Why use a database?

Discussion in 'Data Sets and Feeds' started by onelot, Oct 9, 2004.

  1. onelot

    onelot

    There's been some discussion on databases lately and I'd like to pose the question of why even use a database? From the research I've done it looks like a lot of traders seem to prefer binary data files for storing price/quote information. Apparently binary data is much faster to read and write to.

    For instance, if my purpose was to have an efficient means of storing gigs of tickdata and this data was the backbone to my bactesting engine, whereby strategies were run off of different timeperiods etc., why would I need a database? Why not call and hold the pertinent data in memory? From my research, dbs excel at query based searches... unless your backtesting analysis needs this type of functionality, again why would use a database?

    Background: I'm currently in development of a backtesting/trading engine and have been looking at the different ways large amounts of data can be stored, I have no experience with either method of storage. Here's a great discussion by experienced mechanical traders on the merits of binary data and the pitfalls of dbs. It's where I based most of my questions from and it's definitely worth a read:

    http://www.turtletradingsoftware.com/forum/viewtopic.php?t=980

    http://www.turtletradingsoftware.com/forum/viewtopic.php?t=791

    Would love to hear your guys' thoughts on this. It would be great to hear examples... I've been reading a lot of the theory and it's a bit difficult to base decisions upon. Concrete examples of how one has used different methods and their comparisions, always seems to triumph over theory.

    Good trading.
    onelot
     
  2. Depends somewhat on your specific application and needs, but in general I'd have to say that using a DB to store price data is not inherently performance detrimental.

    One instance I can think of off the top of my head where stream binary files could be better is if your implementation requires routinely having to reload large amounts of data (i.e., tens of thousands of records) for a specific security at a time for some kind of processing, then move on and do the same thing for the next security, etc. - but there are so many analytic applications that don't involve that, that not using a DB is probably more the exception than the rule.

    In my experience, the typical reason for performance problems when using a DB (and this extends to most applications, not just trading/analysis) is poor database design (in some cases the logical design sucks, in other times the physical design is poor) and/or poor design of the access/processing.

    Considering that most datafeeds store their large datasets in some form of DB and that the realtime systems at the major exchanges all use DBs (I'm specifically familiar with NYSE, NYMEX, and CME - but would guess the other exchanges do similarly) and I'm also very familiar with numerous other realtime/high volume systems that all use integral DBs - it can be generalized that well designed and implemented systems can use DBs without performance impact.
     
  3. linuxtrader

    linuxtrader Guest

    Database systems are optimized for set based operations: that is you need to get a set of data according to some criteria and then re-arrange it, or perform some simple calculations on it.
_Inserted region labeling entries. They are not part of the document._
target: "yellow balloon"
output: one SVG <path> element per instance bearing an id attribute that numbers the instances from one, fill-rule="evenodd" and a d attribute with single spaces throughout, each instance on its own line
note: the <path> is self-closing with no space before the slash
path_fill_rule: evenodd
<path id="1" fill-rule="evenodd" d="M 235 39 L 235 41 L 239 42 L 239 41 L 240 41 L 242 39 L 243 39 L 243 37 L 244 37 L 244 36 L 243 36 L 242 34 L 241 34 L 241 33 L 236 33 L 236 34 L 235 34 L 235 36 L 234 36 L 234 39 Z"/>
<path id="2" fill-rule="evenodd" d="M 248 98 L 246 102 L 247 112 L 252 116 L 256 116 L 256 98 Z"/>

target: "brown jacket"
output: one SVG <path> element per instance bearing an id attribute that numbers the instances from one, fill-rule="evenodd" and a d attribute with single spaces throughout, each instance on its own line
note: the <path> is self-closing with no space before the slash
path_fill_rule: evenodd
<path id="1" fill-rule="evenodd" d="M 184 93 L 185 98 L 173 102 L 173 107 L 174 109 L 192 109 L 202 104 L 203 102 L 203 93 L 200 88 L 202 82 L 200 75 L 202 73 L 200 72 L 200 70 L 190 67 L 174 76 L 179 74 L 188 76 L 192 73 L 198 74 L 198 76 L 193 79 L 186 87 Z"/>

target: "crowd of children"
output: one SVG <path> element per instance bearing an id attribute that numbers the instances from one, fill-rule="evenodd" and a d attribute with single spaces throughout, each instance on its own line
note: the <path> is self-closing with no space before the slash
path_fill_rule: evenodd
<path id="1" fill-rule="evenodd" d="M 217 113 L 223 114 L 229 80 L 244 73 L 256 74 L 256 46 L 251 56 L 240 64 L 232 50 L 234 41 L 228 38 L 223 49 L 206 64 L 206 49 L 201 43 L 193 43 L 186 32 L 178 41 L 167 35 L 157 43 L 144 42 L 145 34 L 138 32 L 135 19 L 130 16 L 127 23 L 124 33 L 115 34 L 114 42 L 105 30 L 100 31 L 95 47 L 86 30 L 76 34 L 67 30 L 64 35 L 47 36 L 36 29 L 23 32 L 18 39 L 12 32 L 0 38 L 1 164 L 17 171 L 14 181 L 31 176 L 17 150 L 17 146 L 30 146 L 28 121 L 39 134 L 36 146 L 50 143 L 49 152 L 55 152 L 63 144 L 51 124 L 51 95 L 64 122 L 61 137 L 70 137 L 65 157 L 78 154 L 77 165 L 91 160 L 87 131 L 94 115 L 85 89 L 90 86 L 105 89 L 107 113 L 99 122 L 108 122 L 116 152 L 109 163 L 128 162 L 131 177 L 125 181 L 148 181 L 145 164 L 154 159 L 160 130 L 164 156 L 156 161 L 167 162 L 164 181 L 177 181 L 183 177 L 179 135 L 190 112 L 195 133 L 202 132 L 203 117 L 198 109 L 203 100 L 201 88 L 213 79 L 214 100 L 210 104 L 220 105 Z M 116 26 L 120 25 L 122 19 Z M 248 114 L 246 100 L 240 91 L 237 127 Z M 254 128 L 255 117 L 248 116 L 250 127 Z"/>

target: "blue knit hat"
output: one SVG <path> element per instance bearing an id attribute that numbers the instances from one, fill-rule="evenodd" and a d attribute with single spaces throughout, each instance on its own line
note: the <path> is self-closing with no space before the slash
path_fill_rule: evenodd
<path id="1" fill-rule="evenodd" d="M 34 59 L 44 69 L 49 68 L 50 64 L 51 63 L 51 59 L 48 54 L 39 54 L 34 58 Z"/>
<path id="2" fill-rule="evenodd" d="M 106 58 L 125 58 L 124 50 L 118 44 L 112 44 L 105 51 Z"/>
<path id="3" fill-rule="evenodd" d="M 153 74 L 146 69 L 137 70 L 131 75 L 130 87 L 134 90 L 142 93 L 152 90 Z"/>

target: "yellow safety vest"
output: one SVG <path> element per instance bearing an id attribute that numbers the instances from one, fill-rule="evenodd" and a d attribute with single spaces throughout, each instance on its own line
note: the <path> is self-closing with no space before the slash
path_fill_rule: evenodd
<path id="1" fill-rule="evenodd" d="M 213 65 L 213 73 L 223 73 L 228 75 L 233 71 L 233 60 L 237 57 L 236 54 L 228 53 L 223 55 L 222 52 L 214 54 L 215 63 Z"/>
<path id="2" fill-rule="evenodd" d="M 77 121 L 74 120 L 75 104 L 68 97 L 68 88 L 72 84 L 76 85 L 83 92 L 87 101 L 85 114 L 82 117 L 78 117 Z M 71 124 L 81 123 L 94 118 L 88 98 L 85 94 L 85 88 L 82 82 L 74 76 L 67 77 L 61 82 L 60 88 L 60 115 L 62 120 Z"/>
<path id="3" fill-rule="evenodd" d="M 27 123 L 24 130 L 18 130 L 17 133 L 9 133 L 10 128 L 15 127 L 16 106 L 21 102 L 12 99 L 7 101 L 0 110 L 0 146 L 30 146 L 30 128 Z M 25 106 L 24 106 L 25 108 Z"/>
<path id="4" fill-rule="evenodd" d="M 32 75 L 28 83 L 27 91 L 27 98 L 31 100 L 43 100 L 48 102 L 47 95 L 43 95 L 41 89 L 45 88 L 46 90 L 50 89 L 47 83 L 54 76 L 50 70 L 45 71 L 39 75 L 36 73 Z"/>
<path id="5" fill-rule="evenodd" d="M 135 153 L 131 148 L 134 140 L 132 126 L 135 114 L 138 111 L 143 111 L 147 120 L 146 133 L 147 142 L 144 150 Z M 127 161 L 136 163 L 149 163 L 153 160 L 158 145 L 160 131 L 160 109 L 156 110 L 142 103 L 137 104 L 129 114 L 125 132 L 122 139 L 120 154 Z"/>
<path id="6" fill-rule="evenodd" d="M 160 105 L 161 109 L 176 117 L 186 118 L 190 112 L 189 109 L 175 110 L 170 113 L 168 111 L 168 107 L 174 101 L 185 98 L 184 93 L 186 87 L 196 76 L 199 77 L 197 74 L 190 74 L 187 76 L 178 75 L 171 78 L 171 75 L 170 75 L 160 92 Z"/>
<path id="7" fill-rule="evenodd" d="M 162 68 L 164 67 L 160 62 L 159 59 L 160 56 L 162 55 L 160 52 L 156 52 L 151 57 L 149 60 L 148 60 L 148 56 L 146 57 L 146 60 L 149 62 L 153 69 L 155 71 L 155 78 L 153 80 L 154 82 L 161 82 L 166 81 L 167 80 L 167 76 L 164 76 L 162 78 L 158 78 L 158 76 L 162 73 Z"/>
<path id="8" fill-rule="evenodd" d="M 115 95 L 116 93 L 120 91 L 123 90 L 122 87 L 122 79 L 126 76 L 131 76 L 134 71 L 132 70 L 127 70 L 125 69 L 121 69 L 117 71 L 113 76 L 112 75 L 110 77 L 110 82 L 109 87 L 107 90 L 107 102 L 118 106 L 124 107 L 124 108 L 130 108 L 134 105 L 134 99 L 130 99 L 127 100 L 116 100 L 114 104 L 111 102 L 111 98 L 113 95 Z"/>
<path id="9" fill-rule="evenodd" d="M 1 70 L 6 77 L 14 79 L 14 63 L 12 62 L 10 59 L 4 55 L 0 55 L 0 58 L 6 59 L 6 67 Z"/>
They can handle numerous fairly complicated operations on large sets of data with very good performance - provided that the database and queries are properly designed.

    Also, modern database systems are desiged to allow for ensuring data integrity: that is they allow the application of sets of rules to help ensure that the data is not modified in any undesirable way.

    Also, moden database systems have mechanisms to allow for backup and most importantly recovery to a point in time. Thatis you can roll back changes in a database to a particular point in time.

    So, if you need many people (or even just a few people ) asking set based questions on larger amounts of data, and the integrity of the data is most important, then something like mySQL , SQl server, Oracle, Sybase, or DB2 would be desirable.

    You really just need to compute the costs to decide if a flat file or a relational database system is of value to your project: my guess is that it is.
     
  4. kc11415

    kc11415

    I've run many gigs of ticker data within big multi-cpu Unix servers with many gigs of RAM and hundreds of gigs of fiber-channel disks organized as RAID arrays. I have also used awk & Perl on a laptop against gigs of tick data stored in simple text files.

    Depending upon the question to be answered, either one could deliver a result faster. Faster sometimes means run-time performance of the h/w & s/w, and sometimes it means the amount of time it takes the user to code up a query.

    When most people say "database s/w" they usually mean "relational database." Relational databases are optimized for OLTP (OnLine Transaction Processing), with a lot of small read-write activity. Only in more recent years has read-mostly data-mining, data-warehousing & OLAP functions been grafted onto a foundation which is still inherently biased towards OLTP. And, these issues are separate from which platform is easiest for expressing the question you want answered.

    For working on individual series of tick data, plain files read by a script or custom program are probably fastest. For studying relations between a small number data series, something like SAS might be useful. For cross-tabulations between dozens or hundreds of data series, a relational database may be easier to write up a query.

    And these generalizations may not apply to your specific circumstances.
     
  5. linuxtrader

    linuxtrader Guest

    Exactly. If you need to ask then you need to hire someone to help you ...... unless you have no money to pay for help in which case you have a lot of work ahead of you .....
     
  6. I've got an eclectic background. Started programming in high school over 20 years ago writing futures trading systems. Had a bit of fame in my early twenties as a trader and then left for 15 years to start a few software companies.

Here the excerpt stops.